The given figure depicts a racing track whose left and right ends are semicircular. The distance between the two inner parallel line segments is 60m and they are each 106m long. If the track is 10m wide, find:
(i) The distance around the track along its inner edge.
(ii) The area of the track.

Answer 1

Hint: In order to find the distance around the track along the inner edge and the area, we make use of the concepts of area of a rectangle, area and circumference of a semicircle. We construct a new figure with appropriate notations using the given data and the given figure to help us find the answer easily.

Formula Used
Area of a rectangle = l × b
Circumference of a semicircle = πr
Area of a semicircle = \[\dfrac{{\pi {{\text{r}}^2}}}{2}\]

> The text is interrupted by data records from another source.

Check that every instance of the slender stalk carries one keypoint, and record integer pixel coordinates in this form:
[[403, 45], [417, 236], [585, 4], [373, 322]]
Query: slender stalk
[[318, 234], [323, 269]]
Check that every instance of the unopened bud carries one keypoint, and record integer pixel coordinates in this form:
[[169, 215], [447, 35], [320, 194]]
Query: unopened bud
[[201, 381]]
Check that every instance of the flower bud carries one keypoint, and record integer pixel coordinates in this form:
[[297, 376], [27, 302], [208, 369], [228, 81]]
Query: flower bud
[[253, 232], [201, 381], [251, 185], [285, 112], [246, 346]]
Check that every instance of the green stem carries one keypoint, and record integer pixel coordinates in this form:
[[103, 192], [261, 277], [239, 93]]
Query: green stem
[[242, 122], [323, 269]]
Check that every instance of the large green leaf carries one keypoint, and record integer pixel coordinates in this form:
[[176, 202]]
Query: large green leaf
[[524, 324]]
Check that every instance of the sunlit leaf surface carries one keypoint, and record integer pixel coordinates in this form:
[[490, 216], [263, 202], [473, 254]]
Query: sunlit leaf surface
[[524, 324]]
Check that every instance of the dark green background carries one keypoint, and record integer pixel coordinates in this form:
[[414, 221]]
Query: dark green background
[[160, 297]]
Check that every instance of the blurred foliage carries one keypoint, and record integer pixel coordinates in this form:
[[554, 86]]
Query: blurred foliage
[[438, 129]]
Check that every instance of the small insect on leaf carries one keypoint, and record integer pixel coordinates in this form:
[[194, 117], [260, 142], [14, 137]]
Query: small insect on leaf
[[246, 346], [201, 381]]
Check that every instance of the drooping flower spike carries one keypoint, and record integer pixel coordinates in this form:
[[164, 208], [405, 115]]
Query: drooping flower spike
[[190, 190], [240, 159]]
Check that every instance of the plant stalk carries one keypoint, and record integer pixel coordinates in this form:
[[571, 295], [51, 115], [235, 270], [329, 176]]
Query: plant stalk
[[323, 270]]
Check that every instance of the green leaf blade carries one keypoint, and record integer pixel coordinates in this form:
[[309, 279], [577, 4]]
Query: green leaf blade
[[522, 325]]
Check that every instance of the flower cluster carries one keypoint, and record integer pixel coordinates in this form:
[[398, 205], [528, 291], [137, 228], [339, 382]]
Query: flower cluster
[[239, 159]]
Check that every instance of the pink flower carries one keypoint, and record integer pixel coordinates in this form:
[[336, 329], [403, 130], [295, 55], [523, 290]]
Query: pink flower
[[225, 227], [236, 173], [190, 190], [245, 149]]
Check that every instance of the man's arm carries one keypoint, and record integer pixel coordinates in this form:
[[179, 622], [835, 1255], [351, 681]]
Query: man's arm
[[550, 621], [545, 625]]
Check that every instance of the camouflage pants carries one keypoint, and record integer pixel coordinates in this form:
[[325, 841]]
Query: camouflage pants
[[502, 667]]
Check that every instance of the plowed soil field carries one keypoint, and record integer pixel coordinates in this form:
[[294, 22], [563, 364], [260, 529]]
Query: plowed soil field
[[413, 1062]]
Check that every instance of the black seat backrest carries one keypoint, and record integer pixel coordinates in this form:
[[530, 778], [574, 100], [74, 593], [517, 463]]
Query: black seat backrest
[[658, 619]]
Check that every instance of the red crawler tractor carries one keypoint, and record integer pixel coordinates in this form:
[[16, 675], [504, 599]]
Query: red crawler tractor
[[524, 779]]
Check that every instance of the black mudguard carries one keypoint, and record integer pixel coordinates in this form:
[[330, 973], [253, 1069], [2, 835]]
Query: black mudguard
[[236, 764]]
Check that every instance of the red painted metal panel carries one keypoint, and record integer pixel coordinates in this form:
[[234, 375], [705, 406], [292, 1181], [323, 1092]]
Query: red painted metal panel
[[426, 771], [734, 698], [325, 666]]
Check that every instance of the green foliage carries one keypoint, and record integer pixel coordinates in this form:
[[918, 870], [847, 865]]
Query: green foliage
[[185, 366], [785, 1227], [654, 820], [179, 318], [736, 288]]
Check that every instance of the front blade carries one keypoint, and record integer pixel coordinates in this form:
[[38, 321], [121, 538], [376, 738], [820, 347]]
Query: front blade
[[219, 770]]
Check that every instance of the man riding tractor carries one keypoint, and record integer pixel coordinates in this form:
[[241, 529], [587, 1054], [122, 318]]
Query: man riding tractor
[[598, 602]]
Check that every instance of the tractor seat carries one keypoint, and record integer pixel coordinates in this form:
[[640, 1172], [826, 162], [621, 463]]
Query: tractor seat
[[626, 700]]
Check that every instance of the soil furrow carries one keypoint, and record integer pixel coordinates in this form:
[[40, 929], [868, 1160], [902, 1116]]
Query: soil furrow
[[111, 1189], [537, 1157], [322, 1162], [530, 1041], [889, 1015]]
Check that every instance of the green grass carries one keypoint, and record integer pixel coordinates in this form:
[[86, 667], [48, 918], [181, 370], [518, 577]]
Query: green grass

Complete step-by-step answer:
We draw a new figure with the given data and we name it according to our choice for our convenience, to help us solve the problem easily, it is as follows:

The distance around the track along its inner edge:
From the figure we can express the distance around the tract along its inner edge as,
D = EF + HG + circumference of semicircle with diameter EH + circumference of semicircle with diameter FG.
We know, circumference of a semicircle = πr.
EH = FG = diameter of the semicircle’s respectively.
Given EH = FG = 60 m, therefore radius r = 30 m respectively.
And from the figure EF = HG = 106 m
Therefore D = 30π + 30π + 106 + 106
Take π =$\dfrac{{22}}{7}$, we get the distance around the tract along its inner edge =$\dfrac{{2804}}{7}$m.

Area of the track:
From the figure, area of the track can be expressed as,
A = Area of rectangle ABFE + Area of rectangle HGCD + (Area of semicircle with diameter AD – Area of semicircle with diameter EH) + (Area of semicircle with diameter BC – Area of semicircle with diameter FG)
We know, Area of a rectangle = l × b
Area of a semicircle = \[\dfrac{{\pi {{\text{r}}^2}}}{2}\]
From the figure, AB = HG = 106 m
AE = HD = 10 m
AD = BC = 60 + 10 + 10 = 80 m
AD and BC are the diameters of the two outer semicircles, hence their individual radius is equal to$\dfrac{{80}}{2}$= 40 m.
EH = FG = 60 m
EH and FG are the diameters of the two inner semicircles, hence their individual radius is equal to$\dfrac{{60}}{2}$= 30 m.
Therefore A =$\left( {106 \times 10} \right) + \left( {106 \times 10} \right) + \left( {\dfrac{\pi }{2} \times 40 \times 40 - \dfrac{\pi }{2} \times 30 \times 30} \right) + \left( {\dfrac{\pi }{2} \times 40 \times 40 - \dfrac{\pi }{2} \times 30 \times 30} \right)$
A = 2120 + 2200 = 4320 sq m.
The area of the track is 4320${{\text{m}}^2}$.

Note: In order to solve this type of problem the key is to construct a proper diagram depicting all the data given in the question and naming it accordingly so that we can split the quantity to be found out. We split it in a way that they form smaller geometrical figures for which the area or circumference can be determined using the formula we already know.
The diameter of a circle or a semicircle is two times its radius, given by d = 2r.
Area is always calculated in square units. 1 square meter can also be written as 1${{\text{m}}^{\text{2}}}$.